Why do I like it? Not least because of the artistry, integrity and depth of knowledge of Paton himself, but also because of the fact that Amelia Hill was working as a successful sculptor in an age when women weren’t meant to hold that position in society. Despite criticism of her chosen vocation from many quarters and very little by the way of formal artistic training, Amelia stuck with her career and produced many sculpted portraits of contemporary and historical figures in which the care-worn humanity of the sitters is evident.
The far-reaching gaze of this proud artist and scholar are captured in this work and we are left in no doubt that Paton is the late 19th-century ‘warrior-poet’. Amelia, from a family of Dunfermline weavers, took great pains to express in marble the textures of fabric, as seen in the plaid that Joseph Noël wears over his shoulder. The companion piece to this work is of another giant of Scottish art, her husband, the painter, calotypist and secretary of the RSA, David Octavius Hill.
If a tourist was coming to Edinburgh for 24 hours, which gallery/exhibition/piece would you recommend and why?
It is amazing what a fresh perspective rehanging a collection of artworks can bring. Many of the Surrealist and Dada-ist artworks from the national collection have recently been re-presented on the top floor of Modern One, and they're looking spectacular in this new setting! There is a broad sweep of artists, styles and philosophies represented, and, alongside Miro, Magritte, Dali, Ernst and Picasso, are many less well-known practitioners. This rich aspect of the national collection is based on the acquisition of the private collections of Roland Penrose and Gabrielle Keiller, each of whom had the foresight to collect these radical artworks. However, the collection is not finite and has been added to across the years.
The role of women artists in the Surrealist movement has, in recent years, come more to the fore, and female practitioners are better represented in this new display. Initially seen by some as just the muses of male surrealists, female artists actually made an important, tangible contribution to the movement, and often appear through their work to be more in touch with the world of dreams so often dealt with by the surrealists. A recent acquisition, a work by Doretha Tanning entitled Tableau Vivant, depicts a giant lap-dog embracing a limp human figure. It is at once fascinating and absurd; where kitsch meets classical and where the bizarre juxtapositions of a dream-like state are revealed. Other women artists represented include Leonora Carrington, Toyen, and Edith Rimmington.
Tell us something no-one else knows about the galleries? What is the best kept secret?
It’s not exactly a best kept secret but….If you want to know what type of socks the sculptor Eduardo Paolozzi wore, we have them!
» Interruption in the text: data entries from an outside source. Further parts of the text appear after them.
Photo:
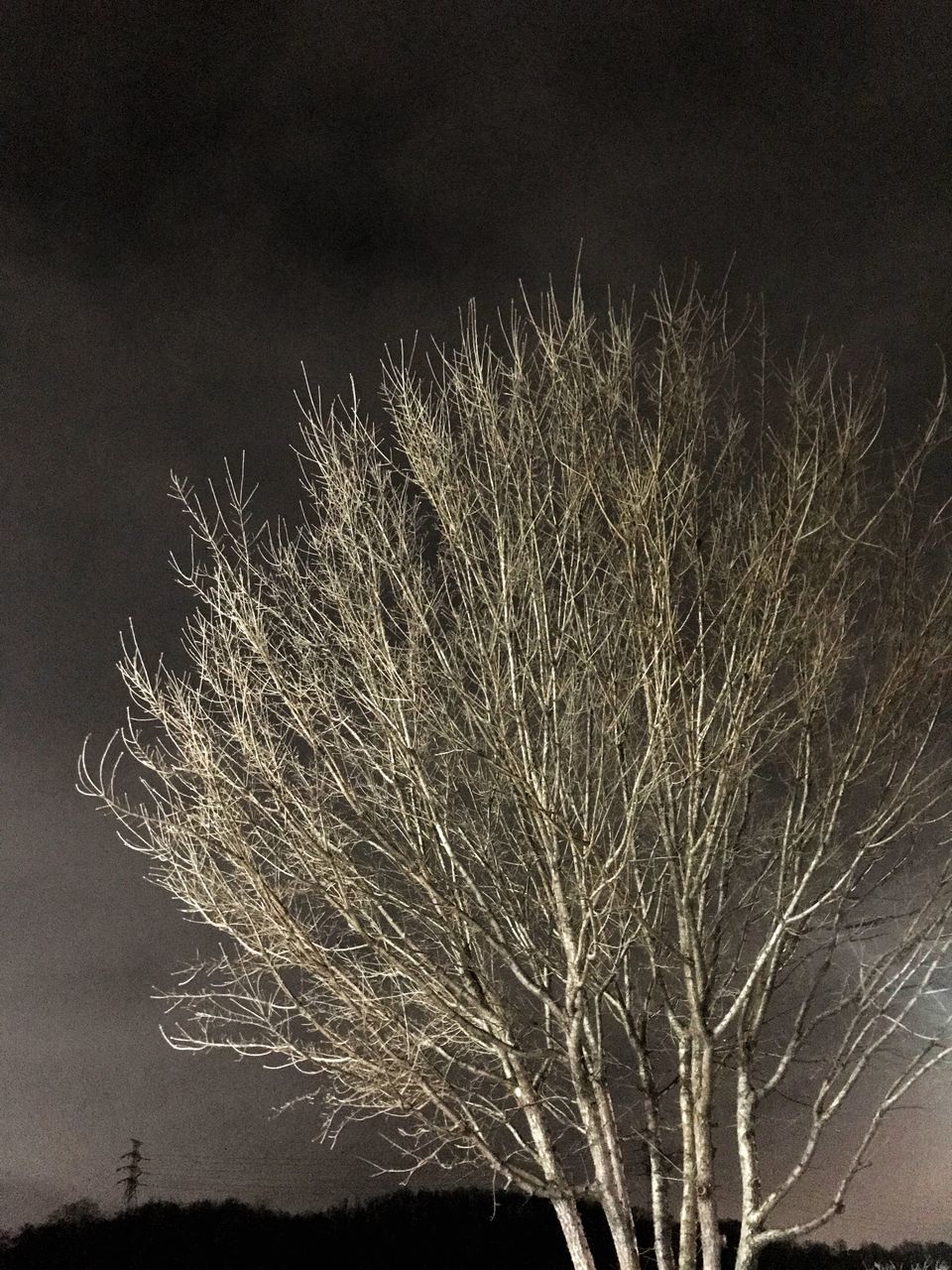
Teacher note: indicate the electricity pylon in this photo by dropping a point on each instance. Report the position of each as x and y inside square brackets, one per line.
[134, 1174]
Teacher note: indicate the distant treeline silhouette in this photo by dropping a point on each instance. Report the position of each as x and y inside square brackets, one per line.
[460, 1229]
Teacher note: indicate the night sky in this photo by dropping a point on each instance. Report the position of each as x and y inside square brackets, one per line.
[194, 198]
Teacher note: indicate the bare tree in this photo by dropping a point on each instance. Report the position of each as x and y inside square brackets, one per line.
[578, 770]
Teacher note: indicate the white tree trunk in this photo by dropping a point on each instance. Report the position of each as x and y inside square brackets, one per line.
[572, 1230]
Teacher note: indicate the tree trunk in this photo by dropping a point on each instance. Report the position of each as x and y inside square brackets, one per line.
[702, 1072]
[749, 1166]
[747, 1252]
[616, 1205]
[687, 1241]
[575, 1238]
[660, 1211]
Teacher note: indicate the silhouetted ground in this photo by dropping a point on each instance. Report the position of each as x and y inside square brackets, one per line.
[462, 1229]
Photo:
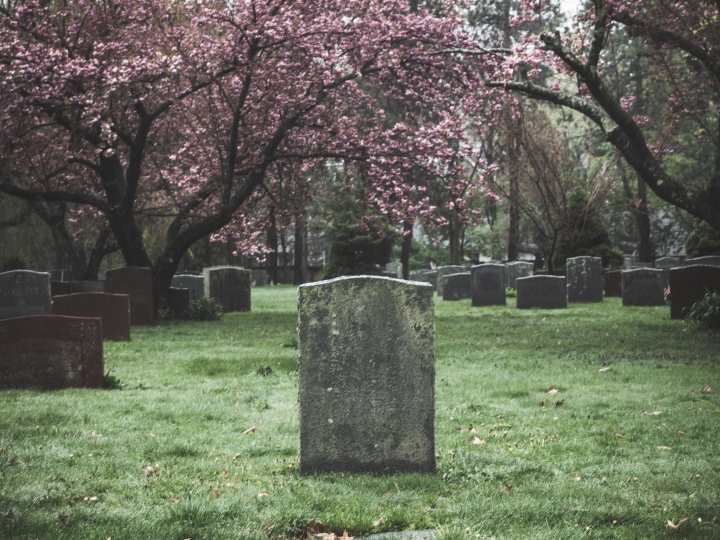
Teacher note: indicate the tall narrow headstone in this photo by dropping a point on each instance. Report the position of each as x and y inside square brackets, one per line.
[136, 282]
[113, 309]
[488, 285]
[24, 292]
[545, 292]
[643, 287]
[229, 285]
[690, 284]
[51, 352]
[366, 375]
[585, 279]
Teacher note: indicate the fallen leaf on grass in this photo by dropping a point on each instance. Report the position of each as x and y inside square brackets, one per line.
[673, 528]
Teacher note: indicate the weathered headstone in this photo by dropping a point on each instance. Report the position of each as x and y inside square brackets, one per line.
[643, 287]
[585, 279]
[51, 352]
[457, 286]
[24, 292]
[613, 283]
[689, 284]
[708, 260]
[229, 285]
[113, 309]
[488, 285]
[179, 302]
[195, 283]
[136, 282]
[516, 269]
[443, 271]
[546, 292]
[366, 375]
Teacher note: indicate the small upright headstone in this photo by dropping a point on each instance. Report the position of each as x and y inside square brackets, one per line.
[195, 283]
[516, 269]
[585, 280]
[51, 352]
[113, 309]
[443, 271]
[24, 292]
[366, 375]
[229, 285]
[545, 292]
[690, 284]
[643, 287]
[613, 283]
[456, 286]
[488, 285]
[136, 282]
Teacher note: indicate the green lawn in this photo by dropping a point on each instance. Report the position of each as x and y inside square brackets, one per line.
[598, 421]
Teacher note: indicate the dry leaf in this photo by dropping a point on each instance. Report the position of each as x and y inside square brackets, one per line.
[673, 528]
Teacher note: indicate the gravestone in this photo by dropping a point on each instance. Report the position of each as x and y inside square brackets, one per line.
[229, 285]
[443, 271]
[457, 286]
[113, 309]
[136, 282]
[516, 269]
[643, 287]
[709, 260]
[689, 284]
[24, 292]
[584, 279]
[51, 352]
[546, 292]
[366, 375]
[613, 283]
[179, 302]
[488, 285]
[195, 283]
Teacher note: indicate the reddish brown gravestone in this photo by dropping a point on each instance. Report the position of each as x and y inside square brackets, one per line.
[136, 282]
[51, 352]
[113, 309]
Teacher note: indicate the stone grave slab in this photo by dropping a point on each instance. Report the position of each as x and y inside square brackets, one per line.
[643, 287]
[366, 375]
[584, 279]
[689, 284]
[24, 292]
[136, 282]
[113, 309]
[545, 292]
[229, 285]
[488, 285]
[51, 352]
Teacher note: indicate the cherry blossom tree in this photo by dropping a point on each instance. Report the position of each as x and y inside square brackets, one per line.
[680, 39]
[180, 113]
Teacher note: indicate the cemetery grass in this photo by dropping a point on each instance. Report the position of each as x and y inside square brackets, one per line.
[597, 421]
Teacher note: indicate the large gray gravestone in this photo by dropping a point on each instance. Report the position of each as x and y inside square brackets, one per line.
[457, 286]
[24, 292]
[443, 271]
[196, 284]
[366, 375]
[516, 269]
[643, 287]
[136, 282]
[51, 352]
[689, 284]
[546, 292]
[585, 279]
[229, 285]
[488, 285]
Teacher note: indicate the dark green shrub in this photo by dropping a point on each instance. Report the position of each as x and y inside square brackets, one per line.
[205, 309]
[705, 314]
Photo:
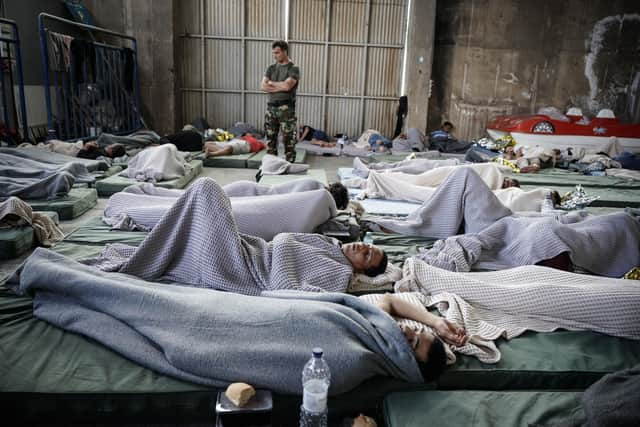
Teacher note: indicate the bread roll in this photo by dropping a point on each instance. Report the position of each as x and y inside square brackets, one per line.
[239, 393]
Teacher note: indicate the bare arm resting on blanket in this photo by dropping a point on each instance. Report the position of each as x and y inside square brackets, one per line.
[398, 307]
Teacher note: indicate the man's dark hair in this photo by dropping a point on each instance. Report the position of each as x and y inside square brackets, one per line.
[340, 194]
[117, 150]
[281, 44]
[380, 268]
[436, 361]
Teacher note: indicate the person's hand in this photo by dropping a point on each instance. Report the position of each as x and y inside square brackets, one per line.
[450, 333]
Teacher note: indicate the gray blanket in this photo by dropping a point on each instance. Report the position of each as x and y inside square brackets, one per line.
[608, 245]
[508, 302]
[213, 337]
[462, 203]
[141, 207]
[133, 143]
[273, 165]
[160, 163]
[197, 242]
[29, 179]
[45, 156]
[250, 188]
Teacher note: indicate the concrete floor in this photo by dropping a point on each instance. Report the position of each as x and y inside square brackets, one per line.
[221, 175]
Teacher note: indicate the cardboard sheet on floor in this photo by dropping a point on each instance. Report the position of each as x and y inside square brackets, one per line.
[75, 203]
[436, 408]
[15, 241]
[116, 183]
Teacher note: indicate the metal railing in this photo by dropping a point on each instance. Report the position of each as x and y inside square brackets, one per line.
[90, 86]
[10, 79]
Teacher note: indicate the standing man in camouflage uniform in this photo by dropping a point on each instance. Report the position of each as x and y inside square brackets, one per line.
[280, 82]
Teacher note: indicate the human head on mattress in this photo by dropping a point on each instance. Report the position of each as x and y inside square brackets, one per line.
[424, 331]
[366, 259]
[340, 194]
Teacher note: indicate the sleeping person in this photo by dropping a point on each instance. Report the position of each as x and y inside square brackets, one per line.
[315, 136]
[198, 242]
[82, 149]
[297, 206]
[241, 145]
[420, 188]
[480, 232]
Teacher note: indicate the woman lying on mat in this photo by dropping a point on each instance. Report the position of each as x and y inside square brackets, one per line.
[424, 331]
[480, 232]
[420, 188]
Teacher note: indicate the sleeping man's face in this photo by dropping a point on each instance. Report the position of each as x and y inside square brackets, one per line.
[420, 342]
[362, 256]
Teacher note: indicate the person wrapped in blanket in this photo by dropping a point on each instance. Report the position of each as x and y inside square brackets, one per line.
[479, 232]
[197, 243]
[245, 144]
[82, 149]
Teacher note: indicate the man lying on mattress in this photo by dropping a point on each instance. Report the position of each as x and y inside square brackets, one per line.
[188, 247]
[497, 238]
[82, 149]
[420, 187]
[297, 206]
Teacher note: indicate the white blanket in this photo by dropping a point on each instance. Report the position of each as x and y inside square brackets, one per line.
[507, 303]
[420, 188]
[141, 207]
[161, 163]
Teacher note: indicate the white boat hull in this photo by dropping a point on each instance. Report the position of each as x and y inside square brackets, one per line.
[591, 143]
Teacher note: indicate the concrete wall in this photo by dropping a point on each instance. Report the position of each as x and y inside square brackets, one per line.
[152, 23]
[503, 56]
[419, 61]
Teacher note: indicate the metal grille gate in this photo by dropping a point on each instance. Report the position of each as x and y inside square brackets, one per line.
[11, 116]
[90, 87]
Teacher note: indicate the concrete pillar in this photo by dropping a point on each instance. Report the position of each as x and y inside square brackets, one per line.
[420, 40]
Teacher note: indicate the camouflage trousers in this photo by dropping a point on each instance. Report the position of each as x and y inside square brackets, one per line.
[281, 118]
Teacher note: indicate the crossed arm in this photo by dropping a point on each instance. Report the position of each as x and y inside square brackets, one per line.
[397, 307]
[266, 85]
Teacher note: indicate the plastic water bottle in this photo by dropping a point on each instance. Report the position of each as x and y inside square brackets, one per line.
[547, 204]
[316, 378]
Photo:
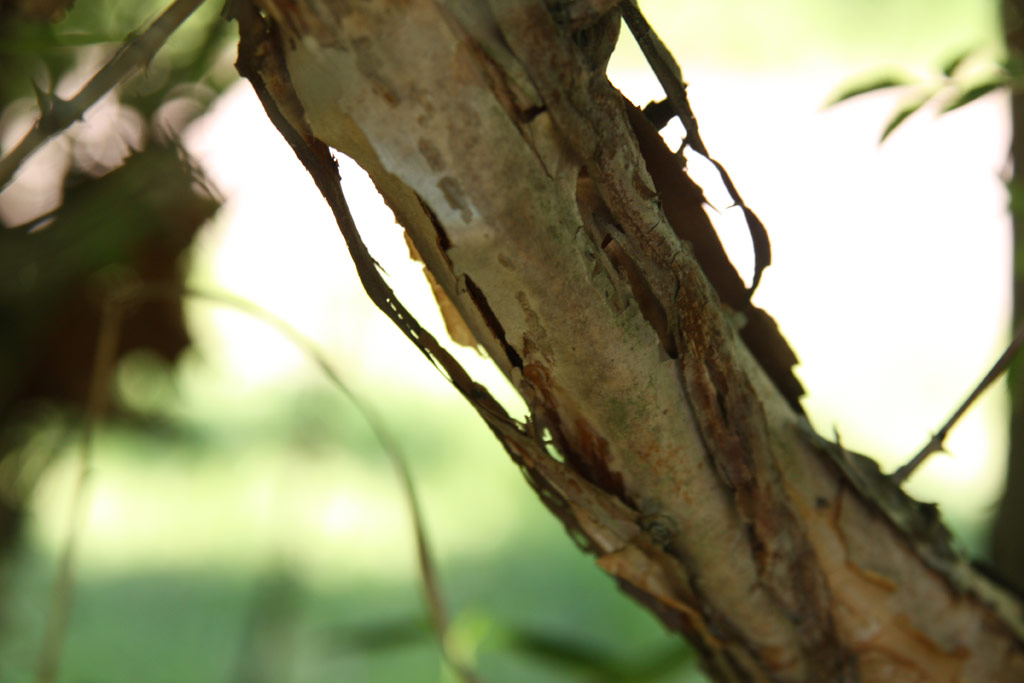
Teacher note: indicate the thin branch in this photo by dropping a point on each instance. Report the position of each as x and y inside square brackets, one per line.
[105, 355]
[56, 114]
[936, 443]
[671, 78]
[56, 623]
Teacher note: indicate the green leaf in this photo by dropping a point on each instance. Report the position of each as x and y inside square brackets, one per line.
[863, 88]
[904, 112]
[973, 93]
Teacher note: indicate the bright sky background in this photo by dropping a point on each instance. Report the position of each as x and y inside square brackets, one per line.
[890, 270]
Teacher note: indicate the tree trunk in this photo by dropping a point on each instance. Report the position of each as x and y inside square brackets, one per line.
[665, 430]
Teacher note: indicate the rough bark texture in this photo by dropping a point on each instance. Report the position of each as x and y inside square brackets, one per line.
[546, 211]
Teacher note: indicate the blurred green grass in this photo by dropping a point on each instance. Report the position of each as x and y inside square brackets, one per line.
[270, 510]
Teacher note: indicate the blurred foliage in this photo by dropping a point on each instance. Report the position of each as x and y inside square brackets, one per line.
[127, 209]
[187, 579]
[963, 79]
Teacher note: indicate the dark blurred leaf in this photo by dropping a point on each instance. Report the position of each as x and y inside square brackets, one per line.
[863, 88]
[594, 662]
[973, 93]
[905, 112]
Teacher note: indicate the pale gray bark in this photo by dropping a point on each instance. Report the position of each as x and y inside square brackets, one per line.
[523, 179]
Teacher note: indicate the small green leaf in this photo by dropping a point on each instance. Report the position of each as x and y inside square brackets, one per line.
[904, 112]
[863, 88]
[973, 93]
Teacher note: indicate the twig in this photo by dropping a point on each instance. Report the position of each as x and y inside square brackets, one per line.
[56, 623]
[671, 78]
[105, 354]
[56, 114]
[936, 443]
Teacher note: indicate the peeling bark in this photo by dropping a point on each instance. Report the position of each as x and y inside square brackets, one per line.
[581, 259]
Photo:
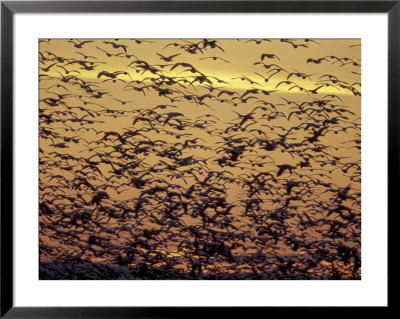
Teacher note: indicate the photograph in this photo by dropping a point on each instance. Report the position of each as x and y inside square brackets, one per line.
[199, 159]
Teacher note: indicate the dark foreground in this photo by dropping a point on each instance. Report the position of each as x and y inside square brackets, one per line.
[100, 271]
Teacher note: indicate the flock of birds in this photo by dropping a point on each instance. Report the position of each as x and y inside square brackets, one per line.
[156, 167]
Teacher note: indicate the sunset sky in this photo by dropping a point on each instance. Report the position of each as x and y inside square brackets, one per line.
[166, 101]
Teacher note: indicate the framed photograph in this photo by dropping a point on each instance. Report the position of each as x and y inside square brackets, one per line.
[196, 158]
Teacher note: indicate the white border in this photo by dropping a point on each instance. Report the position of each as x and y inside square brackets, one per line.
[370, 291]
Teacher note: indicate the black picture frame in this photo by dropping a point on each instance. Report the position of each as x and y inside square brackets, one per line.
[9, 8]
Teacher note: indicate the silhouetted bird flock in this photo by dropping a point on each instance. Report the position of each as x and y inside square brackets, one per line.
[141, 177]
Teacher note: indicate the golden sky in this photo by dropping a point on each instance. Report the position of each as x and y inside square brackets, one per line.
[216, 104]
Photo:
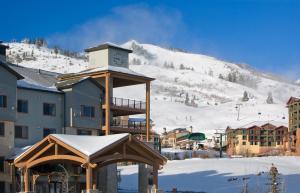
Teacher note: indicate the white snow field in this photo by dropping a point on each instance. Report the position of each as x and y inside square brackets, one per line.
[216, 175]
[211, 97]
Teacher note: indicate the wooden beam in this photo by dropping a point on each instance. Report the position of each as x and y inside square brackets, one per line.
[94, 180]
[56, 149]
[40, 152]
[148, 111]
[155, 177]
[47, 159]
[107, 103]
[26, 180]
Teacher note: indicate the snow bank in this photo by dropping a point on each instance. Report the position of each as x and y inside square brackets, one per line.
[215, 175]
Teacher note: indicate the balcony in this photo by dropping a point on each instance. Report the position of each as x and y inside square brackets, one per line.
[124, 126]
[122, 107]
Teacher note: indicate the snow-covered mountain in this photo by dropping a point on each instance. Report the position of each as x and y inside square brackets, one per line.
[189, 90]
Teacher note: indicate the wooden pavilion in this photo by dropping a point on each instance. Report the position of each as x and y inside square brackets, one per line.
[88, 152]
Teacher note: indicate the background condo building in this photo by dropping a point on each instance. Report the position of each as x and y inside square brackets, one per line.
[257, 138]
[35, 103]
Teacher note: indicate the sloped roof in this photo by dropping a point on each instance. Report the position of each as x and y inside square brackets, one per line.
[89, 150]
[89, 145]
[106, 68]
[5, 65]
[262, 123]
[293, 99]
[72, 82]
[35, 79]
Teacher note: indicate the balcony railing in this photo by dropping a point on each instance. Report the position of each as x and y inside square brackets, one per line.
[128, 103]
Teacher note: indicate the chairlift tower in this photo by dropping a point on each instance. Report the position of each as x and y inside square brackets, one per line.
[238, 109]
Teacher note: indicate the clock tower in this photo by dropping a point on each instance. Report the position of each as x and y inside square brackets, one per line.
[108, 54]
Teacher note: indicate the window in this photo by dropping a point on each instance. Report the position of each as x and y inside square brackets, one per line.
[2, 164]
[22, 106]
[3, 101]
[83, 132]
[48, 131]
[49, 109]
[87, 111]
[21, 132]
[2, 129]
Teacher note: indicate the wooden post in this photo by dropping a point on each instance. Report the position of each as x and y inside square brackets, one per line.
[155, 177]
[107, 101]
[89, 177]
[26, 180]
[94, 180]
[56, 149]
[148, 111]
[13, 177]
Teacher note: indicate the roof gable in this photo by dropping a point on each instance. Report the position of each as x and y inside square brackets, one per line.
[90, 145]
[292, 100]
[10, 70]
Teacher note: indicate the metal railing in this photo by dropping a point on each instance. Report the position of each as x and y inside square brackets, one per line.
[128, 103]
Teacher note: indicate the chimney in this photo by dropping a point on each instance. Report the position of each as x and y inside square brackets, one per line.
[3, 51]
[108, 54]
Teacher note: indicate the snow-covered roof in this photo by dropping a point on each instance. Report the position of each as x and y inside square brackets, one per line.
[111, 68]
[20, 151]
[107, 45]
[36, 79]
[261, 123]
[89, 145]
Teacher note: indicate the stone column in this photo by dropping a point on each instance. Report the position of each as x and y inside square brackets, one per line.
[108, 181]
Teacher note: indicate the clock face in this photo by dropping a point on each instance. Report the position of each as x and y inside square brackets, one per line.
[119, 59]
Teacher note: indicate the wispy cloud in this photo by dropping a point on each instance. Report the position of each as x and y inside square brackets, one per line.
[140, 22]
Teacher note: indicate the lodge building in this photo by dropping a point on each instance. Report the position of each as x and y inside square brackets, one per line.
[257, 138]
[293, 106]
[35, 104]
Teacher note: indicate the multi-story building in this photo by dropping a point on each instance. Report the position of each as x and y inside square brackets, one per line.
[35, 103]
[257, 138]
[169, 139]
[293, 106]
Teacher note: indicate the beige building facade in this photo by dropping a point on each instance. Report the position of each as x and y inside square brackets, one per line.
[259, 139]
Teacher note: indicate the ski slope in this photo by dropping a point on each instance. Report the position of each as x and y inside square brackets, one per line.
[189, 90]
[216, 175]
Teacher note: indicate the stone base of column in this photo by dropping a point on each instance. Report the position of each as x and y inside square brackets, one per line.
[91, 191]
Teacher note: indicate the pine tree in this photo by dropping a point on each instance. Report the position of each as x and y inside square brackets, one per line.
[245, 96]
[187, 99]
[274, 180]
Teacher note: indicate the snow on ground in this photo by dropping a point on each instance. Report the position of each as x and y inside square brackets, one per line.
[213, 175]
[216, 98]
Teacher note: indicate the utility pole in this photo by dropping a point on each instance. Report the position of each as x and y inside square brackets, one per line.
[238, 108]
[220, 142]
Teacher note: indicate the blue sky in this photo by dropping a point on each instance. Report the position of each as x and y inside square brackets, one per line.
[264, 34]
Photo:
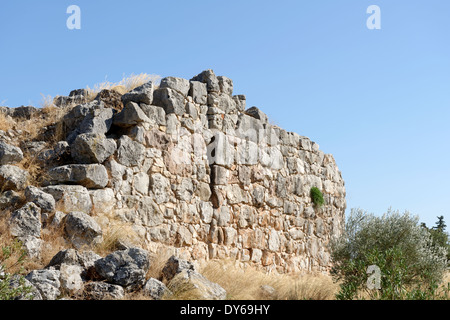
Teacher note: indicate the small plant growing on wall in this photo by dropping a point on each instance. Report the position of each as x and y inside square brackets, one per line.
[317, 197]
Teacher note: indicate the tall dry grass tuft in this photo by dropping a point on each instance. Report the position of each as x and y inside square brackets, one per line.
[6, 123]
[125, 85]
[246, 284]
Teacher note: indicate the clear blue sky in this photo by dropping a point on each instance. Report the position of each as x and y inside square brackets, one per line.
[378, 100]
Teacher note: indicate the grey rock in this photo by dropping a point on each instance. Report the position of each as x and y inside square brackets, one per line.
[185, 190]
[82, 229]
[46, 282]
[83, 112]
[248, 126]
[240, 101]
[9, 154]
[13, 178]
[98, 120]
[32, 246]
[70, 198]
[160, 187]
[130, 115]
[154, 113]
[21, 282]
[219, 175]
[92, 148]
[211, 80]
[226, 85]
[198, 91]
[257, 114]
[141, 94]
[197, 285]
[83, 259]
[206, 212]
[175, 266]
[70, 278]
[40, 198]
[26, 221]
[103, 291]
[126, 268]
[268, 292]
[130, 153]
[258, 196]
[142, 210]
[9, 199]
[178, 84]
[61, 150]
[92, 176]
[155, 289]
[170, 100]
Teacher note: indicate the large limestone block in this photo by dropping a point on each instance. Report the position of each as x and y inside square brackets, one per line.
[91, 176]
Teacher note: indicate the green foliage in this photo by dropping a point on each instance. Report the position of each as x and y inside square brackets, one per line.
[410, 265]
[317, 197]
[439, 237]
[13, 285]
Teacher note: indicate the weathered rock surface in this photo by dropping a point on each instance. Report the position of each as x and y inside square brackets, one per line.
[82, 230]
[92, 148]
[187, 167]
[91, 176]
[126, 268]
[13, 178]
[9, 154]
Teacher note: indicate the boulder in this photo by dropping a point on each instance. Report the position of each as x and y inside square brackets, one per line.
[9, 199]
[198, 91]
[131, 115]
[130, 153]
[103, 291]
[83, 259]
[12, 178]
[178, 84]
[18, 282]
[82, 229]
[240, 101]
[176, 265]
[46, 282]
[92, 148]
[9, 154]
[226, 85]
[257, 114]
[155, 289]
[154, 113]
[70, 278]
[170, 100]
[196, 286]
[70, 198]
[211, 80]
[43, 200]
[92, 176]
[127, 268]
[26, 221]
[141, 94]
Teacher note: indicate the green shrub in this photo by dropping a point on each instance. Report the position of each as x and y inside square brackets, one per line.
[12, 286]
[317, 197]
[410, 266]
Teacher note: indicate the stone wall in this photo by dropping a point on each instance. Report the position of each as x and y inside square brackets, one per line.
[189, 167]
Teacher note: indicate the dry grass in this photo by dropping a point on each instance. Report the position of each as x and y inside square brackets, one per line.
[6, 123]
[246, 284]
[125, 85]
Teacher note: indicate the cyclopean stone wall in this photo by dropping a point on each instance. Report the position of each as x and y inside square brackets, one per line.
[189, 167]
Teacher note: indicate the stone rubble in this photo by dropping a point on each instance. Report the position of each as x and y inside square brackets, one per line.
[188, 167]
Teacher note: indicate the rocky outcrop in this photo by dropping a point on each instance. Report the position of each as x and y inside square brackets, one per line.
[189, 167]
Only a fraction of our collection is on display at any one time. However, access can be arranged to view or study almost any object in the holdings. The collection extends well beyond painting, sculpture and prints - there are also holdings of books, archives, furniture and audio-visual material. Each successive generation of keepers, directors and curators have had their particular interests and diversions which have added some eclecticism to the collection. In addition to this, we are also often given artists' correspondence, documents, tools and equipment, along with the artworks. In this way, the galleries are a fantastic source of information relating to artists' personal, technical, biographical and social circumstances.